The second, intensive check found a total of 24 open TCP ports. The web server is an unconfigured Internet Information Server 7.5 that contains known vulnerabilities that could lead to remote code execution. This means that an attacker can run any programs on the network.Winning the lottery for cyber “warriors”. Spicy detail : Thewebserver doesn't seem to provide anything but an info page, so it's probably as redundant as the others open ports. We're happy to take the time to do an intensive scan and get right down to the isolated, island operation of the device.        

Procedure - solution

Step 1: Determine the operating mode and necessary firewall rules

To make the configuration as simple as possible, we run MicroWall VPN in NAT mode. The control computer of the milling machine does not even appear, MicroWall VPN slips into its role as an actor in the network, so to speak.    

In fact, there is only one case where the router is supposed to communicate over the network. To access production data, you must be enabled to connect to the central Windows file server. All other connections will be blocked.

Since the host computer itself does not provide any network resources, incoming connections can be completely blocked. In addition, the version of the file server that the CNC software should access is known and unambiguous. Since the IP address of the file server is also known, no name resolution is required. Practical features such as computer discovery and network sharing, as well as Netbios transport protocols, are also redundant. Ports 137, 138 and 139 can therefore be ignored and thus blocked.

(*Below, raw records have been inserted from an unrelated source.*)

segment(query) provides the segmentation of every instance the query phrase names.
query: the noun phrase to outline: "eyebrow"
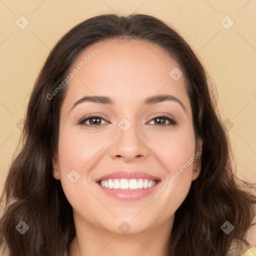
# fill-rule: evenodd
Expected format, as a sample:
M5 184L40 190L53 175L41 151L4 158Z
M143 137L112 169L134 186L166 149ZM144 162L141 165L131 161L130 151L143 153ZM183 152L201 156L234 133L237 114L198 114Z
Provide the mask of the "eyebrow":
M170 94L158 94L151 97L148 97L144 100L142 102L142 104L145 105L152 105L153 104L156 104L166 100L170 100L178 103L178 104L180 104L180 105L184 110L185 112L186 112L186 110L182 102L178 98ZM76 106L84 102L93 102L112 106L115 103L114 100L113 100L111 98L106 96L84 96L74 103L70 110L70 112Z

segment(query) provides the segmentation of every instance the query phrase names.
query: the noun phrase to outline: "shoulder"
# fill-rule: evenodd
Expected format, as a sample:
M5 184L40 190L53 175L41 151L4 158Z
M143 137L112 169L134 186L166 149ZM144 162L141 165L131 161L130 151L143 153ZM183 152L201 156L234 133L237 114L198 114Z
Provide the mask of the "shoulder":
M256 184L254 188L252 190L252 192L256 196ZM252 222L252 226L248 230L246 238L250 244L248 247L245 246L236 256L254 256L256 255L256 209L254 212L254 218Z

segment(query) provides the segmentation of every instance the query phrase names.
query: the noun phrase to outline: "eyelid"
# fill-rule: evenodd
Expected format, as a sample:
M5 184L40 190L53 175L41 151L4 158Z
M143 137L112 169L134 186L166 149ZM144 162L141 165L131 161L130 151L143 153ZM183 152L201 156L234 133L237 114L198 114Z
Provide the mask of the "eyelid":
M162 124L153 124L154 126L162 126L162 127L166 127L168 126L176 126L177 124L177 122L176 121L176 119L171 115L169 114L167 114L164 112L162 112L162 113L154 113L154 116L150 117L149 118L149 120L147 122L147 123L150 122L152 122L154 120L154 119L158 118L162 118L163 119L166 120L168 122L170 122L170 124L164 124L162 125ZM89 120L90 118L98 118L100 119L102 119L102 120L104 120L106 122L109 122L106 120L107 118L104 118L104 116L102 113L100 113L100 114L97 113L91 113L90 114L88 114L86 116L84 116L78 122L78 124L80 125L84 125L84 126L90 126L90 127L96 127L96 126L100 126L102 125L106 124L102 124L98 125L94 125L94 124L85 124L86 120L87 121L88 120ZM149 124L149 125L152 125L152 124Z

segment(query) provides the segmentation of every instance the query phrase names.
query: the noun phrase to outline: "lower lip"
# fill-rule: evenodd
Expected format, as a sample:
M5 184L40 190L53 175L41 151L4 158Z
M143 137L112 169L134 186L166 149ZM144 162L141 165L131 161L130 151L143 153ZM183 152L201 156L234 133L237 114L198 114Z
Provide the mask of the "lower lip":
M115 199L120 200L132 201L139 200L150 196L156 190L159 183L160 182L158 182L154 186L148 188L140 188L132 190L108 188L102 186L100 184L97 184L104 193Z

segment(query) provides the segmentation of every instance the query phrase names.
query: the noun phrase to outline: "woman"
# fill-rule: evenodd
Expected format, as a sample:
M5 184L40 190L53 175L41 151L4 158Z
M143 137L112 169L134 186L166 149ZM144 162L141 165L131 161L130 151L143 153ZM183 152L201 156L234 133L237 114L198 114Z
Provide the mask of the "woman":
M256 197L234 174L208 86L188 44L155 18L102 15L71 30L30 96L2 196L2 248L12 256L245 252Z

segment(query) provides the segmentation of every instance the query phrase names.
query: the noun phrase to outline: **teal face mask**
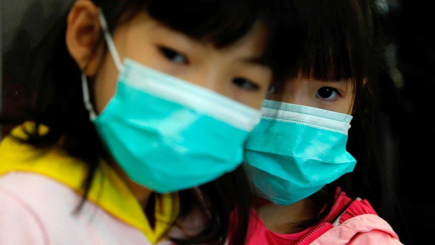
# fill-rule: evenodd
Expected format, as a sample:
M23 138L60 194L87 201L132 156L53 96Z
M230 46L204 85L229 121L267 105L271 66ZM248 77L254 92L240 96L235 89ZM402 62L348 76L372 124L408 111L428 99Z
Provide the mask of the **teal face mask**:
M267 100L262 112L244 157L259 196L289 205L353 170L346 150L352 116Z
M117 91L97 116L83 75L84 102L129 177L164 193L210 181L239 166L260 111L128 59L122 65L102 16L101 21L120 72Z

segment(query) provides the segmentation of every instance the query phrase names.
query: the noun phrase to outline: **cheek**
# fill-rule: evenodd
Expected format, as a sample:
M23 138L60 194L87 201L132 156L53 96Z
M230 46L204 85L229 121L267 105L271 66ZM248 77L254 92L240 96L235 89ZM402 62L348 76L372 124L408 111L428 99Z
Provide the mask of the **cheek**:
M265 90L255 93L244 93L237 100L253 108L259 109L263 104L263 101L266 99L266 92L267 91Z
M94 80L95 109L98 114L104 110L115 94L118 85L118 73L111 58L106 56L105 61L97 73Z

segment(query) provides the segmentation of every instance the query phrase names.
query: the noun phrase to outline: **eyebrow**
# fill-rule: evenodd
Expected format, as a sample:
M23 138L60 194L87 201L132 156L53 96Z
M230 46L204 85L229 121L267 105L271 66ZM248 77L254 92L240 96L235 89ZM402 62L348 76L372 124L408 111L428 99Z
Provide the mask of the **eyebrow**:
M270 65L267 64L266 59L263 56L251 56L249 57L245 57L241 58L240 60L242 62L246 63L262 66L270 66Z

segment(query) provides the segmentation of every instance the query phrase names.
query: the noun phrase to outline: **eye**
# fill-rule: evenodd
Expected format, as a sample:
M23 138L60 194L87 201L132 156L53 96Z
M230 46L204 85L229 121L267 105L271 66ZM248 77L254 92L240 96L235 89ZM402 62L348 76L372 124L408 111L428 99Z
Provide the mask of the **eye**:
M189 59L183 54L168 47L160 46L158 47L160 52L165 57L170 61L177 64L189 64Z
M316 93L316 97L327 101L331 101L340 95L340 93L335 88L331 87L322 87Z
M275 86L272 84L269 87L269 89L267 90L267 94L273 94L275 93L276 91Z
M259 87L256 83L244 78L235 78L233 83L244 90L256 90Z

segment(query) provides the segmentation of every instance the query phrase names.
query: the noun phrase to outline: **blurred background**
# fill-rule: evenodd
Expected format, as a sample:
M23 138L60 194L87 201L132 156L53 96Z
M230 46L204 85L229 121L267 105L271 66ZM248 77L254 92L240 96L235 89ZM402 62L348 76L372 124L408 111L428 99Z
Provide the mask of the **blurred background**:
M44 35L65 14L73 0L0 0L0 110L19 113L31 103L31 82L26 71L37 67L32 60ZM379 214L389 221L406 244L426 243L435 234L435 40L433 13L429 2L382 0L383 17L389 38L385 53L386 71L379 74L384 112L383 150L388 172L397 199L385 193ZM426 5L427 5L427 6ZM43 50L37 50L43 52ZM37 69L36 69L37 72ZM0 138L11 130L3 126ZM0 164L2 160L0 159ZM435 164L434 164L435 165Z

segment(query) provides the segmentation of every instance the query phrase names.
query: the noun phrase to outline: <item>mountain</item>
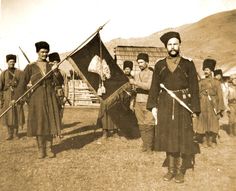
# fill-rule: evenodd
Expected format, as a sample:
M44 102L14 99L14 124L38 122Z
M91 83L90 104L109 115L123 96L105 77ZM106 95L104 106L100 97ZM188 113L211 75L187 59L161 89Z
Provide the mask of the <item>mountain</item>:
M217 60L216 68L224 73L236 73L236 9L208 16L196 23L165 29L150 36L130 39L114 39L105 43L111 55L118 45L163 46L160 36L170 30L181 35L181 54L194 60L201 73L205 58Z

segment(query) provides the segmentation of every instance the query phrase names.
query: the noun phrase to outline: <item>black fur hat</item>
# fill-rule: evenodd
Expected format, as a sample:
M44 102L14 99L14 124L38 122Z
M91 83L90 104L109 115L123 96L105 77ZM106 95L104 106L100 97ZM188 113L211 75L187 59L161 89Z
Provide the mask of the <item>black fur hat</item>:
M6 61L8 62L9 60L15 60L15 62L16 62L16 55L14 55L14 54L6 55Z
M57 52L53 52L53 53L49 54L48 59L49 59L49 62L54 62L54 61L60 62L61 61L60 56Z
M45 41L36 42L35 47L36 47L36 52L39 52L40 49L47 49L48 51L50 50L49 44Z

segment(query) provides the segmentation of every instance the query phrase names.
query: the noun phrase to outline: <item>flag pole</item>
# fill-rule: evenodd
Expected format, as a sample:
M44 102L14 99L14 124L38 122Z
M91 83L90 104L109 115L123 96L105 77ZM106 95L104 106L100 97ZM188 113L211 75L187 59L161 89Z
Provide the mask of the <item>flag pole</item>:
M72 54L74 54L79 48L81 48L90 38L92 38L93 36L95 36L100 30L103 29L103 27L108 23L109 21L107 21L105 24L103 24L102 26L98 27L98 29L91 34L85 41L83 41L77 48L75 48L69 55L67 55L65 58L63 58L59 63L57 63L57 67L64 62L68 57L70 57ZM0 118L5 115L12 107L14 107L14 105L16 105L23 97L25 97L28 93L30 93L38 84L40 84L45 78L47 78L51 73L53 72L53 70L50 70L48 73L46 73L42 78L39 79L39 81L37 81L34 85L32 85L27 91L25 91L25 93L23 93L15 102L13 105L9 106L5 111L3 111L0 115Z

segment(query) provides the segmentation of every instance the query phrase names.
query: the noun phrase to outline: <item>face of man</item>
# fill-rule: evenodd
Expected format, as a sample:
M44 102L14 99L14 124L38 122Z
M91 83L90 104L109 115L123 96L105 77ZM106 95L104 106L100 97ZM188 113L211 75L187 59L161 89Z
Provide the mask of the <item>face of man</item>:
M179 39L177 38L171 38L169 39L167 45L166 45L168 54L171 57L176 57L179 55L179 51L180 51L180 43L179 43Z
M217 74L217 75L215 76L215 79L217 79L217 80L221 81L222 77L221 77L221 75L220 75L220 74Z
M232 84L233 84L234 86L236 86L236 78L234 78L234 79L232 80Z
M8 64L8 68L14 68L16 61L11 59L8 60L7 64Z
M130 73L131 73L130 67L126 67L126 68L124 69L124 74L128 76L128 75L130 75Z
M137 62L138 62L138 67L140 68L140 70L144 70L148 66L147 62L145 62L143 59L139 59L137 60Z
M48 50L47 49L40 49L38 52L38 58L39 60L46 60L48 56Z
M204 69L204 75L205 75L205 77L209 77L209 76L211 76L211 70L209 69L209 68L205 68Z

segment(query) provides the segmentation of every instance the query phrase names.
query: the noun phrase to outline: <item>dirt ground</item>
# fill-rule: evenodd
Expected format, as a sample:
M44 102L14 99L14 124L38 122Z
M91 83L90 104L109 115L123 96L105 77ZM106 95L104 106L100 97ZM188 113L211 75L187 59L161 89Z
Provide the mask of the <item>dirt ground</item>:
M6 141L0 128L1 191L166 191L236 190L236 137L220 130L216 148L201 148L194 171L183 184L165 182L165 153L140 152L141 139L101 139L98 109L67 108L62 140L55 139L56 158L37 159L34 138Z

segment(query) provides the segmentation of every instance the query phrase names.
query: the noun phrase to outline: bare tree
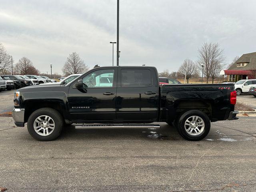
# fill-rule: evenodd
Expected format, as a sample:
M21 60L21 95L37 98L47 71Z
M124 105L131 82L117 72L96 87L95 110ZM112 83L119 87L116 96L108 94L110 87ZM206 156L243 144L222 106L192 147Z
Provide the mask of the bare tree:
M11 58L7 54L5 48L0 43L0 73L9 71L11 62Z
M188 58L184 60L178 72L184 77L186 76L188 83L188 79L198 73L197 66L192 60Z
M83 73L88 70L89 67L85 65L84 61L76 52L70 54L62 68L62 72L65 76L72 74Z
M170 77L170 74L169 72L169 70L168 69L166 69L163 72L161 72L158 74L158 76L159 77Z
M223 52L218 43L204 43L198 48L197 64L201 71L202 69L201 64L204 65L204 75L206 78L206 83L208 83L210 78L213 81L226 64Z
M26 57L20 59L14 67L15 73L22 75L33 74L32 73L35 72L34 68L32 62Z

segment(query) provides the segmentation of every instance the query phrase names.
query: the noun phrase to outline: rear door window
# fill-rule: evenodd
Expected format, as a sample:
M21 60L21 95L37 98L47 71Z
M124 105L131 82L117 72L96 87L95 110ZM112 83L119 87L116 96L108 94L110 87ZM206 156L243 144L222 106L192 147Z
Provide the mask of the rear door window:
M152 85L150 71L147 69L121 70L121 87L144 87Z
M248 85L251 85L252 84L252 81L247 81L245 84L247 84Z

UDP port 123 could be enabled for automatic time updates and UPD port 53 could be used for name resolution via DNS. However, since even these functions are not necessary for the operation of the milling machine, they also remain closed.

Patch management is handled by our IT department, so the automatic update ports remain closed. Otherwise, we would have to enable TCP connections to the WSUS server here.

The control computer only needs to be able to establish an SMB connection to a file server with a known IP address. This is done via destination port 445. Since this communication is over TCP, the reverse channel is directly included in the connection.By specifying a single rule, the router is permanently secured. At the same time, their function is ensured! 

Step 2: Configure the device

As a router MicroWall VPN connects the surrounding network to an isolated segment. It needs MicroWall VPN IP configuration to interface to both networks.  

• 1.) Entering a network name will make it easier for the administrator to assign rules later.
• 2.) The original IP configuration of the control computer (ie 10.10.10.20) will be taken for the public interface. Apart from the hardware address, nothing changes in the surrounding network.
• 3.) On the island side, we choose the classic network 192.168.1.0/24 for greater convenience. Microwall serves as the default gateway for this network and is assigned the address 192.168.1.1

Configuring the IP of the control computer:
The control computer receives the IP 192.168.1.10. The default gateway is Microwall with IP address 192.168.1.1.

Firewall rule to access the file server. In the last step, we set the necessary firewall rule. The control computer with IP address 192.168.1.10 must be able to establish a TCP connection over port 445 to the production data server with IP address 10.10.10.100.  

Step 3: Test run

A test run of several weeks now shows that the milling machine is doing its job as usual. 

Summary

With the help of MicroWall VPN, it was possible to isolate the CNC milling machine in its own network segment within a few minutes. To ensure functionality, it was enough to enter one firewall rule. A side effect was that, among other things, the NetBIOS protocols for file and printer sharing were suppressed, thus hiding the details of the milling machine behind the "Microwall".